I blucerchiati, che hanno allestito uno squadrone non badando a spese durante il mercato, sono – insieme al Livorno - l’autentica delusione del campionato. La società ha già provveduto a sostituire il Mister di inizio anno Gianluca Atzori con l’esperto Iachini ma i risultati stentano comunque ad arrivare e la tifoseria è in subbuglio.
Tra i sampdoriani sicuro assente Padalino vittima di una lesione muscolare mentre il resto del gruppo è tutto a disposizione dell’allenatore. Iachini manda solitamente in campo i blucerchiati con lo schema 4-3-2-1 e domani, venerdì 20 gennaio 2012 dovrebbe schierare la squadra come segue: Romero in porta, Berardi, Gastaldello, Rossini e Castellini in difesa, Palombo, Pedro e Krsticic a centrocampo e Bertani e Juan Antonio dietro all’unica punta Pozzi.
Nel Livorno mancano gli indisponibili Dell'Agnello, Genevier, Lignani e Pieri e non sono stati convocati per scelta tecnica De Lucia, Vono, Prutsch, Russotto e Volpato.
Madonna dovrebbe riproporre lo schema 4-4-2 vincente contro il Crotone e schierare, quindi, i seguenti undici: Bardi in porta, Salviato, Miglionico, Knezevic e Lambrughi in difesa, Siligardi, Filkor, Luci e Schiattarella a centrocampo e Dionisi e Paulinho in avanti.

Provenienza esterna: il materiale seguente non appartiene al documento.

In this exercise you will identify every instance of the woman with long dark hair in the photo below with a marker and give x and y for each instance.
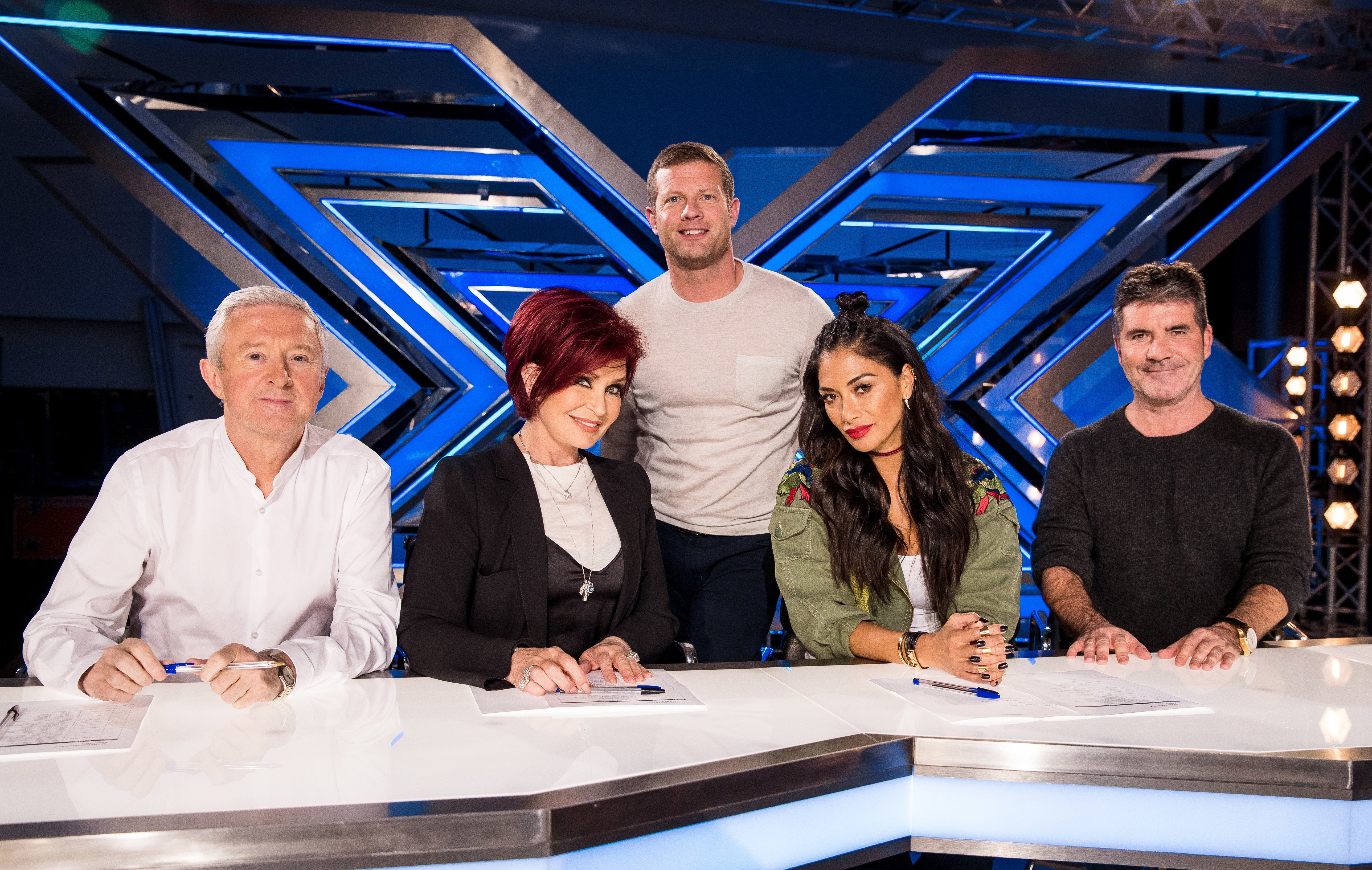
(891, 543)
(537, 562)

Per il Livorno è un impegno durissimo contro una squadra che ha fatto pochissimi punti in casa e che quindi ha bisogno di una svolta. Ma sicuramente la squadra amaranto sta pian piano assimilando gli schemi e la mentalità del nuovo Mister ed i segnali positivi – dopo i quattro punti realizzati nelle ultime due giornate - si cominciano a intravedere quindi tutto l’ambiente aspetta questa trasferta come un ulteriore conferma della rinascita della squadra e come un segno della ritrovata stabilità e continuità. L’importante è che la squadra continui ad avere una mentalità vincente e ad esprimere un gioco gagliardo perché, come disse un uomo saggio qualche anno fa, l’unica cosa di cui aver paura è la paura.